I wrote the first draft back in 2010 but took it up again this winter when I realized the things I was saying about the nature of time and the placement of emotions and meaning in our lives shift as we age. Of course, I used my running as an example of this-- how there was a time in my life that running meant more than any other thing and sometimes when I go for a run, that old feeling creeps back up and I get excited about the sport again. But no matter how often I feel that tug, there is the ever-present realization that I am not a teenager anymore, than I am not a runner in any sense of the word, that my life has moved beyond that time, in part, because I was able to live it when I did.

Aspen trees-- bare of leaves-- imagery I used to mark the passage of time in the essay I read that was a really big flop.

It's not a very complicated thought, granted-- it was a piece about getting older, I guess-- but I had hoped for more out of myself.  A better reading, a clearer articulation of my words, a better outfit that didn't make me look like I weigh 500 pounds and, honestly, as I read to a room of strangers, I really just wished that there was another writer there to connect with, who could appreciate my work and look beyond the fact that it's just "sports crap."

But then again, maybe "sports crap" is all I write and all I have written for years. 

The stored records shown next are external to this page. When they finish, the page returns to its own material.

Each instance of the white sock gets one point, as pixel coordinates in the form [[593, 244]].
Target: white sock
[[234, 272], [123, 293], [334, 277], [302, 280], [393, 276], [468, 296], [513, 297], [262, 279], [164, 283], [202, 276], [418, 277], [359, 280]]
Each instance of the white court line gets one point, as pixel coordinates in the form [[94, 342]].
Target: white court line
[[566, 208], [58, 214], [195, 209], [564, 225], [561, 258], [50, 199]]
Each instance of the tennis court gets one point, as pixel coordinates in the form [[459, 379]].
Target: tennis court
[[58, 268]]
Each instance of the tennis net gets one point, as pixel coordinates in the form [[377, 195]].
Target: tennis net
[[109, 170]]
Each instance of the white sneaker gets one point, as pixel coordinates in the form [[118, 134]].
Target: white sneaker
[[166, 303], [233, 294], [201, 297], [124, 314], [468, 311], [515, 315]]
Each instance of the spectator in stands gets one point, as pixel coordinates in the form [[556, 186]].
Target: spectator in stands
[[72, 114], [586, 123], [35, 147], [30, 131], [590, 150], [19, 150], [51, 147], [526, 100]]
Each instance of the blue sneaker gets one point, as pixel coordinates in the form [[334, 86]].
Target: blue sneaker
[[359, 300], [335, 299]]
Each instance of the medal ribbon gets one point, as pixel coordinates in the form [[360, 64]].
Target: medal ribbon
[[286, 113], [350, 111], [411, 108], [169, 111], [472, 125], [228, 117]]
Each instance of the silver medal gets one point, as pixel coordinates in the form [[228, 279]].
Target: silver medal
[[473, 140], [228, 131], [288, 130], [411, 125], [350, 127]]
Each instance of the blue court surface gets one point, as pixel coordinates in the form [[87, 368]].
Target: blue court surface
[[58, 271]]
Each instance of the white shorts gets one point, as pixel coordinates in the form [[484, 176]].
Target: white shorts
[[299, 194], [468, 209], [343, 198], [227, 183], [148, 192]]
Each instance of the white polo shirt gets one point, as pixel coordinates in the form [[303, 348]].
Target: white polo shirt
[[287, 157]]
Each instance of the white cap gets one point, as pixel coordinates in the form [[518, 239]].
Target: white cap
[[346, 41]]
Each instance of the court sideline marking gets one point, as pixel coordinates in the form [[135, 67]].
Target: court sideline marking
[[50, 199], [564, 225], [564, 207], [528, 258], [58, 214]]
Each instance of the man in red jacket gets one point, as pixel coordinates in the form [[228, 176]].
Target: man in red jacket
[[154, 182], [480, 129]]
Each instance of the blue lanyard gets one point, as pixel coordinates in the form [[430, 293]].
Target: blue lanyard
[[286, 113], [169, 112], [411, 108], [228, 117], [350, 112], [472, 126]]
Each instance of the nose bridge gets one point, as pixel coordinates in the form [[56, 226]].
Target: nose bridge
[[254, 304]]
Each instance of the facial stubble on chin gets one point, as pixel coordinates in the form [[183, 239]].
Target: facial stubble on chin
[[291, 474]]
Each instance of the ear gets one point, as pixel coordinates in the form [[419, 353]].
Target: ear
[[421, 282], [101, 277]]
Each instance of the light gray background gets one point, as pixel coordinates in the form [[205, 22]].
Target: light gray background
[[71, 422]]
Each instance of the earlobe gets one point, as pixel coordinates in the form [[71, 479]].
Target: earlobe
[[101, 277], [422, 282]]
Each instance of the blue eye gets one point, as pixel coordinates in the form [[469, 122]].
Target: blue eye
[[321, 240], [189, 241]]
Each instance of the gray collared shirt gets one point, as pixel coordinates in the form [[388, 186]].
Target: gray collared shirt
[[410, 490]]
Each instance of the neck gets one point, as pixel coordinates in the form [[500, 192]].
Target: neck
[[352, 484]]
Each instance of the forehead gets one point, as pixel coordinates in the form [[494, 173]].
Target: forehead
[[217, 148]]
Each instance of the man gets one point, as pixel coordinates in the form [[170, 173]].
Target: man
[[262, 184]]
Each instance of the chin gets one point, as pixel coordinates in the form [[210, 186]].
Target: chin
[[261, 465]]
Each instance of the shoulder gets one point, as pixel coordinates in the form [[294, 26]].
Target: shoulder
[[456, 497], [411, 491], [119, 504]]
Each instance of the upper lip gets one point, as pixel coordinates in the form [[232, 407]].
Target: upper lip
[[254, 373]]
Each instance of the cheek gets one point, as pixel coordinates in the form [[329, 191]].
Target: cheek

So, out there in Eastern Nevada as my eyes found new landscapes, new mountains, new aspen groves and new qualities of light, I began to wonder if it isn't time to put my athletics in a different place than at the center of my life. Even in my life as a writer.

I still want to find a way to write about endurance events and I hope for my own sake, one day, I do. For now, though, I think it's best that I take a hiatus from the attempt so I'll be away from this blog for a while.

Thank you for reading, if you have. Your attention and time means more to me than I can possibly express.

Maybe I'll be back?

I have a feeling I will be when I discover the proper placement of things.

The world viewed from a busted-up-wreck-of-a-building. The light is all wrong, but the idea behind it is why I post this picture. Maybe, when it's time, the image in the window will be in focus.